Dans la région de Tambacounda, Oumou parcourt les localités périphériques pour encourager les femmes à fréquenter les structures sanitaires.
"Je suis en contact permanent avec les autres relais communautaires basés dans les différentes localités. Dès qu'un cas nécessite une prise en charge, je procède à son recensement", explique-t-elle.
"J'aimerais alerter les autorités sur la situation de certaines femmes de Makacoulibantang qui, selon mes informations, traversent actuellement la frontière pour se faire soigner en Gambie", affirme-t-elle, appelant l'État sénégalais à tout mettre en œuvre pour les prendre en charge sur place.
Dans la région de Tambacounda, 10% des femmes réparées de la fistule obstétricale présentent des risques de récidive, selon les informations recueillies auprès du service de maternité du Centre hospitalier régional.

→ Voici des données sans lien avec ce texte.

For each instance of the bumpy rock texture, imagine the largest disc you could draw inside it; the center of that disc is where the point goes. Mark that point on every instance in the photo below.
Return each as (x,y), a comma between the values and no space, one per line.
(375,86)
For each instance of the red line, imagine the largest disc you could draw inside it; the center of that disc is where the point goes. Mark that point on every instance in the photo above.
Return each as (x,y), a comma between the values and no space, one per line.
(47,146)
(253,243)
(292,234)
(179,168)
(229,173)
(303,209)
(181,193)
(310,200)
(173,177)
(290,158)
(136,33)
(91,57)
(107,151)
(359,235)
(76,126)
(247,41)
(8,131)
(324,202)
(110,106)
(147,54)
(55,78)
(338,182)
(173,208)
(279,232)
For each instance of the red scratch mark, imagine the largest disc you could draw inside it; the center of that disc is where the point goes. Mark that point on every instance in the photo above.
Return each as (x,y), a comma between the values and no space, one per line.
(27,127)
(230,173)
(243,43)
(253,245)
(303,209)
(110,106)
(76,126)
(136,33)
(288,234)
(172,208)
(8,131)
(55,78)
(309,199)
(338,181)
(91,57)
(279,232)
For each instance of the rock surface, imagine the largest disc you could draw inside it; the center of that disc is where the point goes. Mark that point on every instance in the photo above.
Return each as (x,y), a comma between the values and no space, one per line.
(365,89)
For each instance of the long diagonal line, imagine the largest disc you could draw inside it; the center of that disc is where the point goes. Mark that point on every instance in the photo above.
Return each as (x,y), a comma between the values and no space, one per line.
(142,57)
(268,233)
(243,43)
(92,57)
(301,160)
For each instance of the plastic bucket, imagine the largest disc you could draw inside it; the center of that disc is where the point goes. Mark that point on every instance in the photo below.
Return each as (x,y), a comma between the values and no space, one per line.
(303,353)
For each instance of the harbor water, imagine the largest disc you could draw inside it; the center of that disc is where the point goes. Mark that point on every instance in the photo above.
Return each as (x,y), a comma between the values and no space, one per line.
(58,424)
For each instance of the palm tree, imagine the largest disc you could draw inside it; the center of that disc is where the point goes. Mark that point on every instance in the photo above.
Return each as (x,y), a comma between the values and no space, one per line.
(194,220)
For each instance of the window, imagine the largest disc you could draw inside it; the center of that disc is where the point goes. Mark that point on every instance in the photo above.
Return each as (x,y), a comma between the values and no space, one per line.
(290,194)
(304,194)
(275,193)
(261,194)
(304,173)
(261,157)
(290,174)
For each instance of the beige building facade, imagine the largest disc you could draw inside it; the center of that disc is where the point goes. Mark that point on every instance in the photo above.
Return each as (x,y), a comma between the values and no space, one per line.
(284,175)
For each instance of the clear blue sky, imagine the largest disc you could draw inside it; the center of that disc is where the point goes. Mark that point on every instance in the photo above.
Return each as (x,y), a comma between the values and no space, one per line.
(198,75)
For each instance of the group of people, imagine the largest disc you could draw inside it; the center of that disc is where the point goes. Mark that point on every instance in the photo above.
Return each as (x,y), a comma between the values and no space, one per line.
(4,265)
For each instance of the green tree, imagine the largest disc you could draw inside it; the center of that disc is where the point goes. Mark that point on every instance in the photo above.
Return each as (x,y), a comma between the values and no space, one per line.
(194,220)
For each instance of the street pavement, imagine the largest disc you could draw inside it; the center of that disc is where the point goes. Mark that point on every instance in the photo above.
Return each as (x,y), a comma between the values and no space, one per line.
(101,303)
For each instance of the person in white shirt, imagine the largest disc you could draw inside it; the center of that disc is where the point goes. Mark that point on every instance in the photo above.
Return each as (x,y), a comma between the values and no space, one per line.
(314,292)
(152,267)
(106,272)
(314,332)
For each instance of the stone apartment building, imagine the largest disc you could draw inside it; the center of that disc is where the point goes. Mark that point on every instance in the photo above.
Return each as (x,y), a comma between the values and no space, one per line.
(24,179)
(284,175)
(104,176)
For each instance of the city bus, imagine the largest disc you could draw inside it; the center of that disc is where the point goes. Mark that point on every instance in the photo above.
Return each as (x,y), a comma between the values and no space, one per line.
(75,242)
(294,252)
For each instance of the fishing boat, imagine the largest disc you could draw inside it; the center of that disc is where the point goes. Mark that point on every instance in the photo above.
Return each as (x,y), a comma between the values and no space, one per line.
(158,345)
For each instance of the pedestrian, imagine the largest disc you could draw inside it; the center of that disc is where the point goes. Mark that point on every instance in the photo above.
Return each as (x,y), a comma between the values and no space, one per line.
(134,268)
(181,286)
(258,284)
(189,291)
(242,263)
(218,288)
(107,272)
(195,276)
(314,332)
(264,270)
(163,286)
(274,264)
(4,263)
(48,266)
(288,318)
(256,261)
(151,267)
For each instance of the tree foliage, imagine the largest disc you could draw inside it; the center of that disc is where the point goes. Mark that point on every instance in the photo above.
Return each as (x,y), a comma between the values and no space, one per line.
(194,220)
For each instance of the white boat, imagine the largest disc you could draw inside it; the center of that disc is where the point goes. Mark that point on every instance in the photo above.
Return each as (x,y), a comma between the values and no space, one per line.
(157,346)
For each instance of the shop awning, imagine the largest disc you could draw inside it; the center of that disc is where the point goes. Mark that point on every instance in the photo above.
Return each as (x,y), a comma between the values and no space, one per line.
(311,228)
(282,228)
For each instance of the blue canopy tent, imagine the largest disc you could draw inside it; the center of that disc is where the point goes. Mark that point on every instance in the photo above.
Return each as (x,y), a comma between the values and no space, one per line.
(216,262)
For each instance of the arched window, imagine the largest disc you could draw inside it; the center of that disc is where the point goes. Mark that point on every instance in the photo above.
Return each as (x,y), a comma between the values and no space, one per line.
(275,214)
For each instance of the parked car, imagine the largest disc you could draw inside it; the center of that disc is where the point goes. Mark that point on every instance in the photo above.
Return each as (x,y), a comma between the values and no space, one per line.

Une réalité corroborée par Oumou Diallo, qui alerte sur le quotidien de ces patientes aux séquelles persistantes.
"Certaines sont guéries, mais d'autres gardent des traumatismes persistants. Elles sont nombreuses dans ce cas dans la région. J'invite les autorités et les bonnes volontés à se mobiliser pour les soutenir", plaide-t-elle.